Next we isolated the five macrophage subclusters, relabeling them tumor-associated macrophage 1 (TAM_1), TAM_2, TAM_3, resident macrophage (rM), and peripheral macrophage (pM) based on the relative percent of cells derived from the respective tissue (Fig. 5e). Although similar in distribution along the UMAP, which preserves global structure of expression, these five clusters had distinct expression patterns (Figs. 1e, 5e). For example, the CD88high (C5AR1) CD54+ (ICAM1) TAM_1 expressed increased levels of chemokines and cytokines, like CCL3, CCL4, CXCL2, and IL10; CD64high (FCGR1A) CD16high (FCGR3A) TAM_2 subcluster expressed the apolipoprotein gene APOE, lysosomal lipase (LIPA), and ferroportin (SLC40A1); and CD1Chigh CD86+ TAM_3 had high levels of IL1R2 and Langerhin (CD207), a marker of the skin-resident Langerhans cells (Fig. 5f). The pM subcluster had the highest level of the cell adhesion molecules CLEC10A, SELL (CD62L), and ITGB7, which can dimerize with ITGA4 (CD49d) or ITGAE (CD103). Like the CD8+ T cells, we built cell trajectories based on varied genes and found two distinct curves converging into TAM_3 and pM (Fig. 5g). In order to assess potential functional differences for the macrophages, we performed gene set enrichment analysis (Fig. 5h). As previously observed in single-cell data25, no subclusters were distinctly M1 or M2 polarized. For example, TAM_1 had enrichment for gene sets commonly associated with the M2 macrophage compartment, such as angiogenesis and the production of lipid mediators, while also having the highest levels of TNFɑ signaling enrichment, a common M1 macrophage characteristic. Across the three TAM subclusters, modest enrichment in both type 1 and type 2 IFN signaling was observed (Fig. 5h). The non-TAM subclusters, rM and pM, had relatively lower levels of enrichment with the exception of proinflammatory signaling and glycolysis, respectively (Fig. 5h). We also found an increase in antigen processing and presentation of lipid antigens via MHC-I in TAM_2 and TAM_3, while TAM_1 had higher enrichment for polysaccharide antigens (Supplementary Fig. 5).
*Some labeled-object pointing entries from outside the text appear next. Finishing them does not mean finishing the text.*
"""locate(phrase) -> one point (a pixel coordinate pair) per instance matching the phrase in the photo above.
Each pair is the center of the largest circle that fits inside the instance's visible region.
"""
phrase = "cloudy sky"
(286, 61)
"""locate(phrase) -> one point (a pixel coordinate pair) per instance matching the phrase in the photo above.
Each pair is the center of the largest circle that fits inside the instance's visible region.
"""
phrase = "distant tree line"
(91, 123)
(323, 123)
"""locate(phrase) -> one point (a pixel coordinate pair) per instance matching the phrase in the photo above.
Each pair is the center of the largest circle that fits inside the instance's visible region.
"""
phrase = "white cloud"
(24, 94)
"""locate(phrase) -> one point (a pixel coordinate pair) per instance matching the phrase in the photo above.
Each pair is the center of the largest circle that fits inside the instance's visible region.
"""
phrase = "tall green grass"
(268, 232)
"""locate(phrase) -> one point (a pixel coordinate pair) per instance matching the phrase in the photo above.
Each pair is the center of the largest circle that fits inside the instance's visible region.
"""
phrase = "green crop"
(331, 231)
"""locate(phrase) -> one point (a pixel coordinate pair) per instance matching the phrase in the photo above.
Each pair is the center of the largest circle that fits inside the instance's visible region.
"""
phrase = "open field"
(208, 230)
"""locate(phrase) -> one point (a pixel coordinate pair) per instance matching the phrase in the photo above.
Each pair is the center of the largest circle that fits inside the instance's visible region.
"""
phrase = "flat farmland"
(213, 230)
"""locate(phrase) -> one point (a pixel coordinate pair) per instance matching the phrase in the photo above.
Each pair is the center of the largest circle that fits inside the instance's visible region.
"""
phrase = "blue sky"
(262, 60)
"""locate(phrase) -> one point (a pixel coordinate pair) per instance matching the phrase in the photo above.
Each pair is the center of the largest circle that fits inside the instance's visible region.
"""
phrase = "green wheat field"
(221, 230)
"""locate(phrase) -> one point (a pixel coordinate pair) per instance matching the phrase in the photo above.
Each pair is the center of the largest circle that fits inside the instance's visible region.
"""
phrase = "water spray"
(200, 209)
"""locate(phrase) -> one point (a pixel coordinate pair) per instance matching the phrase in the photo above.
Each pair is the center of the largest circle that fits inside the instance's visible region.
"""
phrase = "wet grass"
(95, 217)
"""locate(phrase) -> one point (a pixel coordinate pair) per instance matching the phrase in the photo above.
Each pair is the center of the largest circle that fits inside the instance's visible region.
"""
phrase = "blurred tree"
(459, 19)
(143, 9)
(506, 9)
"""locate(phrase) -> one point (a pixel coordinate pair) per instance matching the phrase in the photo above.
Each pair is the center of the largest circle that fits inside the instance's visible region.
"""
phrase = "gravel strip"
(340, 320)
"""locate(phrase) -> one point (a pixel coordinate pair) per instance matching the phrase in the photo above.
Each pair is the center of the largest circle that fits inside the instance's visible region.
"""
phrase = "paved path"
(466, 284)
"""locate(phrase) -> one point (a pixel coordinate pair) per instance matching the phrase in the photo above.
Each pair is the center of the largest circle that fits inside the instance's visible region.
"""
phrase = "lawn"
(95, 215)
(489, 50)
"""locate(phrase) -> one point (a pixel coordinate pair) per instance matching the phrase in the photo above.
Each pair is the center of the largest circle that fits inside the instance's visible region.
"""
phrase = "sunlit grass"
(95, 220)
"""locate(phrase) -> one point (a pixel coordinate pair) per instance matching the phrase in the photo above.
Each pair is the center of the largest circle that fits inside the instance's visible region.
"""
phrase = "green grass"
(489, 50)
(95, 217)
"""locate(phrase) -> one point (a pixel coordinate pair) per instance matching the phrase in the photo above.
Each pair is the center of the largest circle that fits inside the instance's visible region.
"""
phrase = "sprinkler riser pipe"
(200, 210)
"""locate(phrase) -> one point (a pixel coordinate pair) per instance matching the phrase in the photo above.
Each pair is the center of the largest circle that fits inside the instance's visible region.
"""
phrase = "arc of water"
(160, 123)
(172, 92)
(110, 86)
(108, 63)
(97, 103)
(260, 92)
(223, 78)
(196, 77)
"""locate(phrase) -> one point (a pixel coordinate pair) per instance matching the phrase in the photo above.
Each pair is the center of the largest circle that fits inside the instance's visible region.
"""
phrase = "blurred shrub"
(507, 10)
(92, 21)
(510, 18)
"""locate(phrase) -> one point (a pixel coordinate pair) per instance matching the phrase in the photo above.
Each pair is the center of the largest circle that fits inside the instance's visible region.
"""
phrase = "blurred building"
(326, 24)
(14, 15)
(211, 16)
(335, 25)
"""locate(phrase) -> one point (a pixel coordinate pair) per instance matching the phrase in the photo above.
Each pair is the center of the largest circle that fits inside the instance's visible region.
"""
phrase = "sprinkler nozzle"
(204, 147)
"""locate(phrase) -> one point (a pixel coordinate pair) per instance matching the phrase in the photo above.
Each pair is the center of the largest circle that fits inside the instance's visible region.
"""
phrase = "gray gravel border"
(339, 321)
Differential prognostic significance in CD8+ T cell and TAM subclusters

These data demonstrate transcriptional differences in CD8+ T cells and TAMs in ccRCC. To determine if these transcriptional differences led to functional differences in tumor response, we investigated whether gene signatures can be developed from our SCRS data with prognostic values (Fig. 6a). Using the Cancer Genome Atlas data set for ccRCC19, we separated the cohort in half, yielding a training and testing set. We isolated significantly upregulated genes from each subcluster of CD8+ T cells and macrophages selecting the top models for each cell type based on training results. Interestingly, we saw a consistently high performance for overall survival discrimination in CD8_6 and TAM_3-based signatures across all models we trained and different sizes of gene signatures. Applying the models to the testing cohort of 267 primary tumors, we found that both signatures had strong performance and categorized roughly 25% of ccRCC into poor prognostic groups and equating to hazard ratios of 3.44 and 2.59, respectively (Fig. 6b). We also observed that the poor-prognosis predictions were associated with increasing histological grades (Fig. 6c). There was not a clear association in expression by histological grade across genes in each signature (Supplementary Fig. 6). However, there was a significant association between the CD8_6 and TAM_3 classifications, which shared a high degree of overlap in patients classified into good-prognosis (188 in both signatures) and poor-prognosis (35 in both signatures), Fisher p value = 9.3e−15. Interestingly despite this close association, the CD8_6 signature was more broadly applicable in discriminating overall survival across TCGA data sets (Supplementary Fig. 7).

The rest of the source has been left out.